If you’re looking for a way to save on your mortgage, you have several options. Refinancing and recasting a mortgage are options, both bringing savings such as a lower monthly payment and the potential to pay fewer interest costs.

Though the intricacies are different, there are pros and cons to each strategy, so it’s important to choose the right one. So, what’s the difference between recasting and refinancing your home loan? Here’s our take.

Recasting

Recasting is making changes to your current loan after you’ve prepaid a large amount of your loan balance. You might, for example, make a sizable lump-sum payment, or you may have started adding extra to your monthly mortgage payments over the years, which puts you well ahead of schedule on your repayment. Your lender re-calculates all your monthly payments based on your loan balance, resulting in a lower monthly payment. Because your loan balance is much smaller, you also pay less over the remainder of your loan.

– You might not actually need to provide proof of income, document your assets or even make sure that your credit scores are free of issues.

– Lenders may need you to prepay a minimum amount before you qualify for any recasting.

– Government programs usually don’t qualify for recasting.

– Recasting for jumbo loans isn’t available from all lenders.

Refinancing

Refinancing is when you apply for a new loan and replace an existing mortgage with it. Your new lender pays off your loan with your old lender. Then, you make payments to your new lender in the future. Ideally, this loan should be smaller than your original borrowed sum so you enjoy a lower monthly payment.

– You may still have to pay closing costs, such as appraisal fees, origination fees.

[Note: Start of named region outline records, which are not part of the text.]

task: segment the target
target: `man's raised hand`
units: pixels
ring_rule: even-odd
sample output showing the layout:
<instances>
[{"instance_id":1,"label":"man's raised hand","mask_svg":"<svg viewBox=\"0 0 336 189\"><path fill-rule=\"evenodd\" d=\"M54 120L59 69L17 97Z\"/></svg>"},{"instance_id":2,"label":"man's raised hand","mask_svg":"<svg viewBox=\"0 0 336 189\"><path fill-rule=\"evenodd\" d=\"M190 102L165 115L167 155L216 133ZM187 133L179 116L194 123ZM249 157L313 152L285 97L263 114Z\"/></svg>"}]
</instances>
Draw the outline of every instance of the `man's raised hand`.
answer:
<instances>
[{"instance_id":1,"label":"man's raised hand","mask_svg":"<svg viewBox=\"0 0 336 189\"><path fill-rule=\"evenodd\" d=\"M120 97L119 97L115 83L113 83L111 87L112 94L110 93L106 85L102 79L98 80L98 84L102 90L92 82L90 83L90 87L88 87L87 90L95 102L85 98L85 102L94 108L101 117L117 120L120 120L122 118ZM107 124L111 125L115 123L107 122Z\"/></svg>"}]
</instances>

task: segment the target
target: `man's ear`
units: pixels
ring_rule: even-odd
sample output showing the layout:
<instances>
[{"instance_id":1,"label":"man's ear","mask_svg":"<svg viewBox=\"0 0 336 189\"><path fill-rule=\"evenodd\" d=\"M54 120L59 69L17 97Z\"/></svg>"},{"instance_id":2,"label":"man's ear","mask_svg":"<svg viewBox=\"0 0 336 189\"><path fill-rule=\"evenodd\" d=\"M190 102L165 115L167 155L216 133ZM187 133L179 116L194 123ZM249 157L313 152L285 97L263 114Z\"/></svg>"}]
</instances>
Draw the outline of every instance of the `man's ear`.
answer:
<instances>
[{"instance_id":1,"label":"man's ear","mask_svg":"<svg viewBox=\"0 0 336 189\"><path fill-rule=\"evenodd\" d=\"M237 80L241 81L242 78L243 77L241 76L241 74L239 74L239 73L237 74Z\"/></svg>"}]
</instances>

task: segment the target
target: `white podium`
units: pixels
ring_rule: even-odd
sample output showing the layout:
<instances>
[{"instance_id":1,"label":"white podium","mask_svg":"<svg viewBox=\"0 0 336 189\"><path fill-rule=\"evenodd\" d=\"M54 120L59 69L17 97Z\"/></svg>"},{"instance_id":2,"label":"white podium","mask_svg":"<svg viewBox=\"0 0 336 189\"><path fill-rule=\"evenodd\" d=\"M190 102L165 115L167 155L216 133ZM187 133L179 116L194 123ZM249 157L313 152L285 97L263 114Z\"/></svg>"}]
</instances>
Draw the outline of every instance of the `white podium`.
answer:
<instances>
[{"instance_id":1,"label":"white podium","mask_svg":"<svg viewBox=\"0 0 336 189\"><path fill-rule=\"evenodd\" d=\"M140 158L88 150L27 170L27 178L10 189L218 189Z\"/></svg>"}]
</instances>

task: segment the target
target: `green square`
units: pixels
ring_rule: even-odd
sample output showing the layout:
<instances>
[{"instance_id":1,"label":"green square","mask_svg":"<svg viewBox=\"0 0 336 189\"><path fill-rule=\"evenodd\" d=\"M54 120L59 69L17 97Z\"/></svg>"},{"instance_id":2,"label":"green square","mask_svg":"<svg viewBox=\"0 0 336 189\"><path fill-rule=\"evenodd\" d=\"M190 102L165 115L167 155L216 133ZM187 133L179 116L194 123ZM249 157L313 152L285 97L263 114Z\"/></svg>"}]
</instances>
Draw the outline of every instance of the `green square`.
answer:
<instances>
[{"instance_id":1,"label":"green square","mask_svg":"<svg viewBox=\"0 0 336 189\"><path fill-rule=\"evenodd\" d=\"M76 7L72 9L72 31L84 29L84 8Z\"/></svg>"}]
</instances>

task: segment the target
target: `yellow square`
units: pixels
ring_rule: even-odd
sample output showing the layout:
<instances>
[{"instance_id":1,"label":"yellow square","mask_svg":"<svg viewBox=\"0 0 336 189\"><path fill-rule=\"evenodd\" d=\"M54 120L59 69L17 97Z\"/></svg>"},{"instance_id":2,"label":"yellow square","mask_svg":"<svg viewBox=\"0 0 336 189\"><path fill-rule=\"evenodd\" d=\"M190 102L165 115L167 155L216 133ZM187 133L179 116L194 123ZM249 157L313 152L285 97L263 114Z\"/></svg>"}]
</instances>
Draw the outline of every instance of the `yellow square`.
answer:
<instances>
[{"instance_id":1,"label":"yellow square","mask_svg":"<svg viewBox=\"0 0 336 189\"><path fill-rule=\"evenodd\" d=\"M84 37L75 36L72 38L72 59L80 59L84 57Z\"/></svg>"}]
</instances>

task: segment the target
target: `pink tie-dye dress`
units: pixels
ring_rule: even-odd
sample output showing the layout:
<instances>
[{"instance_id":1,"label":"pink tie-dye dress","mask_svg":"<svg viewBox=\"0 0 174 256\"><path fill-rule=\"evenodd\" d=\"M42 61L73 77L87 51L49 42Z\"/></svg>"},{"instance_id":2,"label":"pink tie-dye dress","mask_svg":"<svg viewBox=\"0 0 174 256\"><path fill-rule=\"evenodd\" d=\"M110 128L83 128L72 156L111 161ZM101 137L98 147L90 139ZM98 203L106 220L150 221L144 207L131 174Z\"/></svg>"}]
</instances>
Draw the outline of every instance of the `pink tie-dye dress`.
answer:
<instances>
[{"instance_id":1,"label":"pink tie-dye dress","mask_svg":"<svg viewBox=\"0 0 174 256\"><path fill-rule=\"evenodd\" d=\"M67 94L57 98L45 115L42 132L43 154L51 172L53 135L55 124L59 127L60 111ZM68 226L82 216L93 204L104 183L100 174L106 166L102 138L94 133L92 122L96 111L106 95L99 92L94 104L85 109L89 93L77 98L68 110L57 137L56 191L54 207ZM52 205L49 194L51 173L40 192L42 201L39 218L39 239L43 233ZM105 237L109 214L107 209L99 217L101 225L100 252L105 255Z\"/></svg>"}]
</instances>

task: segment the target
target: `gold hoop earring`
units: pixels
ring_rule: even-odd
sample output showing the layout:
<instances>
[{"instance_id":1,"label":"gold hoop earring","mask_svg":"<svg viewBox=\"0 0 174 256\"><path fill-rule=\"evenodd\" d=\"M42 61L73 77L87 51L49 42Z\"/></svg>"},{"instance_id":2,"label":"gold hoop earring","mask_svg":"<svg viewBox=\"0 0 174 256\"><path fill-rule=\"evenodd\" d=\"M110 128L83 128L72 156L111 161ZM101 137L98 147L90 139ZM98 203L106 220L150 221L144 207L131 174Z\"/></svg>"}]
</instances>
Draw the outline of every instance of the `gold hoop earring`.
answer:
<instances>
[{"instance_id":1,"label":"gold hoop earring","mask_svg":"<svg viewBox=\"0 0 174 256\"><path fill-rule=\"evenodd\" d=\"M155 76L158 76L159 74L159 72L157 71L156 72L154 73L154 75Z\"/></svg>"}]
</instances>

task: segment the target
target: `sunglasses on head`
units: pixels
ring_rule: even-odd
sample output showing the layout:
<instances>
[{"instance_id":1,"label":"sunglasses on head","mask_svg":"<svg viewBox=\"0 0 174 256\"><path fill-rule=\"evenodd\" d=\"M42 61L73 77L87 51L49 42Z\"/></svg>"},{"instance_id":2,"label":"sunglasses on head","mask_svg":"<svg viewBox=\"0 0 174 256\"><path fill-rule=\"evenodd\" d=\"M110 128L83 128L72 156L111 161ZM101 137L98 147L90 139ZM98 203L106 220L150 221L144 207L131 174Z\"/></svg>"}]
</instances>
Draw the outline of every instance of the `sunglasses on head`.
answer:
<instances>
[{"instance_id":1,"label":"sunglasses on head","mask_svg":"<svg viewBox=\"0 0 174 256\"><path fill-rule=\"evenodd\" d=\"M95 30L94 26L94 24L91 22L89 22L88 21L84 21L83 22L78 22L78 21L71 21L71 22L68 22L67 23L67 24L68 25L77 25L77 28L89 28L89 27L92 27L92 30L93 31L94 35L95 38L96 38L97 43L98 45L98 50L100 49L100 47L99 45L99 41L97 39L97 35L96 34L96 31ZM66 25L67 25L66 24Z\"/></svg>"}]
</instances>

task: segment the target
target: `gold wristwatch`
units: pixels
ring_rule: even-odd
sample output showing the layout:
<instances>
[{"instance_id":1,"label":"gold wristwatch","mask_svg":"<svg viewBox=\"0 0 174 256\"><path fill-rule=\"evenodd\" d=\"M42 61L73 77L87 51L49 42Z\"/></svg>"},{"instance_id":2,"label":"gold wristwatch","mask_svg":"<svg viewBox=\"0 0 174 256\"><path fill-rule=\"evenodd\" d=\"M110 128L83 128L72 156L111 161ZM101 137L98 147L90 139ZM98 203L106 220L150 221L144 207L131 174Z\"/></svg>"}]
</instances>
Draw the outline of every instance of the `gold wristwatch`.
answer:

– The biggest costs might be the extra interest and if you stretch your loan out over a long period of time, you’d have to start from scratch. With most loans, you pay higher interest in the early years and pay down the principal in later years. A new long-term loan may put you back again into those early, interest-heavy years.

Alternatively, do neither. If you really want to save money, you might want to pass on recasting and refinancing and instead pay extra on your mortgage, avoiding the temptation to switch to a lower monthly payment.